Volumes have been written, over millennia, about the Doctor-Patient relationship. Recording what goes on during such an encounter is relatively recent, and has multiple functions, including:
- To help the patient remember important information
- To pass on information to other professionals
- To protect the patient from assault
- To protect the clinician from litigation
- To satisfy 3rd parties, including relatives, regulators and the public
The format varies according to the purpose and can be a source of endless disagreement.
Wouldn’t it be better to have a complete, impartial record of everything that went on? A bit like the ‘black box’ recorders in aircraft.
As an anaesthetist, I spend considerable time during the operation manually recording vital signs, which I could fabricate if I so chose.
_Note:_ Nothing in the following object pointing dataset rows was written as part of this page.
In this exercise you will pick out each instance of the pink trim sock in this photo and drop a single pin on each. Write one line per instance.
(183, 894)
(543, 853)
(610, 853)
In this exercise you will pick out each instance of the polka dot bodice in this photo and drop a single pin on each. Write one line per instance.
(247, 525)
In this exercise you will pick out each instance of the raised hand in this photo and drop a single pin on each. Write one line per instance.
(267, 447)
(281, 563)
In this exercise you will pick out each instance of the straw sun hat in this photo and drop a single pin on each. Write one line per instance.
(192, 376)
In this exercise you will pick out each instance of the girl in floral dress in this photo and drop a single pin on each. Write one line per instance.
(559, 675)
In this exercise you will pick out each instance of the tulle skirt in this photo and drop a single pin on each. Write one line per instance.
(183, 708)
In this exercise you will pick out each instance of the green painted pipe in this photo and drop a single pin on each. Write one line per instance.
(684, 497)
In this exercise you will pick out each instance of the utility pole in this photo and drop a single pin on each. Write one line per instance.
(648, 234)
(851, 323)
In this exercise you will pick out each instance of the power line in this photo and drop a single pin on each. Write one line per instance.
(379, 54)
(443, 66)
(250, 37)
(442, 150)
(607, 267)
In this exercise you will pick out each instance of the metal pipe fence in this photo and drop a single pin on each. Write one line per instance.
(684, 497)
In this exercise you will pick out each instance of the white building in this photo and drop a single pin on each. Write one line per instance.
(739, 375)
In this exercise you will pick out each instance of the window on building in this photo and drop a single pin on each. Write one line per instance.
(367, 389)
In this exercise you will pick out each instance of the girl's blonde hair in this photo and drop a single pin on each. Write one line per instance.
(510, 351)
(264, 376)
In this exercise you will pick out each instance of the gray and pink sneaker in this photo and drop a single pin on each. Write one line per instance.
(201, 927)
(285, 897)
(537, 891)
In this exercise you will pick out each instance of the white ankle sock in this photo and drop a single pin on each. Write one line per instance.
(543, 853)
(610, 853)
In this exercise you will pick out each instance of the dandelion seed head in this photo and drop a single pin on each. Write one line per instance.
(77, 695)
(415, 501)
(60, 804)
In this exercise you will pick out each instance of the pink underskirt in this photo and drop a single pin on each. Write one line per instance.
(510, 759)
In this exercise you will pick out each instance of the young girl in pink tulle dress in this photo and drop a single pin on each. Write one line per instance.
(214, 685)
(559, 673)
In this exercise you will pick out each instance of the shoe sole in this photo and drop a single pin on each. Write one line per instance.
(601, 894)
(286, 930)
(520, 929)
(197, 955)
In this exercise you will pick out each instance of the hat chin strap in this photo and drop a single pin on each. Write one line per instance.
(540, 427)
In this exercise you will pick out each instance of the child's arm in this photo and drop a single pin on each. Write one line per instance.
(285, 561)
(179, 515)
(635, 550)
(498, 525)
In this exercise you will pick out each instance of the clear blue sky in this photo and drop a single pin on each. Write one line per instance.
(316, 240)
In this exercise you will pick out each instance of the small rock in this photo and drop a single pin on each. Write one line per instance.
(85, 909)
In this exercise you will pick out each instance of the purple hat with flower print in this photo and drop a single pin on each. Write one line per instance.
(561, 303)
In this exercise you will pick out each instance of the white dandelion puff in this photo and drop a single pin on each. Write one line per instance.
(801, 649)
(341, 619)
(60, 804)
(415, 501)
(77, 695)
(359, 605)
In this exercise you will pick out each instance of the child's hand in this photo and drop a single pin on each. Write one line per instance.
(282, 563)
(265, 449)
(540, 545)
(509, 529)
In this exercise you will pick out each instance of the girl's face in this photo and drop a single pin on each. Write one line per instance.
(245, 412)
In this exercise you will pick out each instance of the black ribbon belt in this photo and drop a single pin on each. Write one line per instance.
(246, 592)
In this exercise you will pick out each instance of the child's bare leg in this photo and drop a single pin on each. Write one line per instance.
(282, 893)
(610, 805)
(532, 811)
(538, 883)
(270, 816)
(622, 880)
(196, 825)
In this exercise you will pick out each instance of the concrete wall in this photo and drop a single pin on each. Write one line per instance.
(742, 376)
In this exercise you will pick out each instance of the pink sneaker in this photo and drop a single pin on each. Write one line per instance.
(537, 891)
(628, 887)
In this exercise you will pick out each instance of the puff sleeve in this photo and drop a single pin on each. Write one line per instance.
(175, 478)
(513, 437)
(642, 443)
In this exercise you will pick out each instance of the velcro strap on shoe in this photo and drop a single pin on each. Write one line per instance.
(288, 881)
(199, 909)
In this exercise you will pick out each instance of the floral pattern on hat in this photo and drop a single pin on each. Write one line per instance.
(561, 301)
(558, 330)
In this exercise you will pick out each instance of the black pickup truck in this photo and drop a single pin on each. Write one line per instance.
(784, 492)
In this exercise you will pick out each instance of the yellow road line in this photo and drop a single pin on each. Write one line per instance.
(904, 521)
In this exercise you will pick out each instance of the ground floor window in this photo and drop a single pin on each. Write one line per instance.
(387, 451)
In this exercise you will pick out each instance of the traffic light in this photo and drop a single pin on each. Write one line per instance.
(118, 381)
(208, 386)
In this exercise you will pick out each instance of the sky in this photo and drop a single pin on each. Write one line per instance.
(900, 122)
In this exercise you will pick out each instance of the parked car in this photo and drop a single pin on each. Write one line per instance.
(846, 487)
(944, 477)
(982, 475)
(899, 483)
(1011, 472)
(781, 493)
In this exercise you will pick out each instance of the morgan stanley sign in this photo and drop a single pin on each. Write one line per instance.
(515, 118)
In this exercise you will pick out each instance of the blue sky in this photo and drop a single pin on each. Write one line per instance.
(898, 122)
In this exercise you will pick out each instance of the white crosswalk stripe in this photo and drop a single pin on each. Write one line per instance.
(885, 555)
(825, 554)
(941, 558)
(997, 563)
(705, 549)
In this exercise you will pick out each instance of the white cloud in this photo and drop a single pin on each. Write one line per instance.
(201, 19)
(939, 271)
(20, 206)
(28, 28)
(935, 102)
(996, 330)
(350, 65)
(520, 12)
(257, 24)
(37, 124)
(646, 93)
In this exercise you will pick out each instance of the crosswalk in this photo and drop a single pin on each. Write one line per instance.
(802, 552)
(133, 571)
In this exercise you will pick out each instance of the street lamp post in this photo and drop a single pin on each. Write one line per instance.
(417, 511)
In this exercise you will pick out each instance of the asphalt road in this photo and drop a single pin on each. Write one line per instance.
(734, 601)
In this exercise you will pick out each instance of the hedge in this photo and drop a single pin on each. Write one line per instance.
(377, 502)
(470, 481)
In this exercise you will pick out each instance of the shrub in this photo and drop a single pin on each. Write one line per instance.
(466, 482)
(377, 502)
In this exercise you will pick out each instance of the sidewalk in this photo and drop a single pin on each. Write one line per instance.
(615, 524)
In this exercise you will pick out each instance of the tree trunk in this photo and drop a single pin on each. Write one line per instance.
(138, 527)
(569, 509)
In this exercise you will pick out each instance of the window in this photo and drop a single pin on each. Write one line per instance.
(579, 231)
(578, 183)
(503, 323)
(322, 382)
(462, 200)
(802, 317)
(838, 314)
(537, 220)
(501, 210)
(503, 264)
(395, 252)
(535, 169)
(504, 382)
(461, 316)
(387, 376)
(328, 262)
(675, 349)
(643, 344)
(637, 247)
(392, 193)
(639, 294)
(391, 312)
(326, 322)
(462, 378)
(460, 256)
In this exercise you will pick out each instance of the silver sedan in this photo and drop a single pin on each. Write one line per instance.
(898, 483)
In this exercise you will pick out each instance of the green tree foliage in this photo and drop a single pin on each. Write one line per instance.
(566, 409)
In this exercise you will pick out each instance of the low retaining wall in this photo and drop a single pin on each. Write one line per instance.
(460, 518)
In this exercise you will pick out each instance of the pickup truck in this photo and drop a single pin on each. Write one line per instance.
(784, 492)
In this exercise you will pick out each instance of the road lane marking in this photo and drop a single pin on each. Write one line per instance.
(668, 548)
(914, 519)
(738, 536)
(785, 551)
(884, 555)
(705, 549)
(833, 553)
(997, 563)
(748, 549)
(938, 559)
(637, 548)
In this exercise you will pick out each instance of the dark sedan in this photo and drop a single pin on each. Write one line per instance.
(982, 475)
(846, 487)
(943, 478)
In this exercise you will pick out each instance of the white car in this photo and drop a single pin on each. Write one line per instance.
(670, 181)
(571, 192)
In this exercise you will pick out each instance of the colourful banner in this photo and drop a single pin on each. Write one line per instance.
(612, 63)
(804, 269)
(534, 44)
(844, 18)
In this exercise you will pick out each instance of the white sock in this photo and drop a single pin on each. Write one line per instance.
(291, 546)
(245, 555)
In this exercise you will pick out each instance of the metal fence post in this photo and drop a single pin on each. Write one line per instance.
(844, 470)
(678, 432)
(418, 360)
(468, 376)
Automatic medical device output is better, but still subject to interpretation; if the oximeter falls off the patient and shows a dangerous level of oxygenation, how is this validated and verified?
If a total record (audio/visual and device output) were available, there would be much less room for argument. This would provide a high-fidelity recording of the encounter, reviewable information for the patient and other clinicians, and perhaps most importantly, for interested third parties.
Currently, wise doctors insist on having chaperones present during sensitive consultations, etc. A ‘digital’ or ‘electronic’ chaperone would be impartial and even more reliable.
The technology is beginning to emerge to enable a digital chaperone of each and every doctor-patient encounter.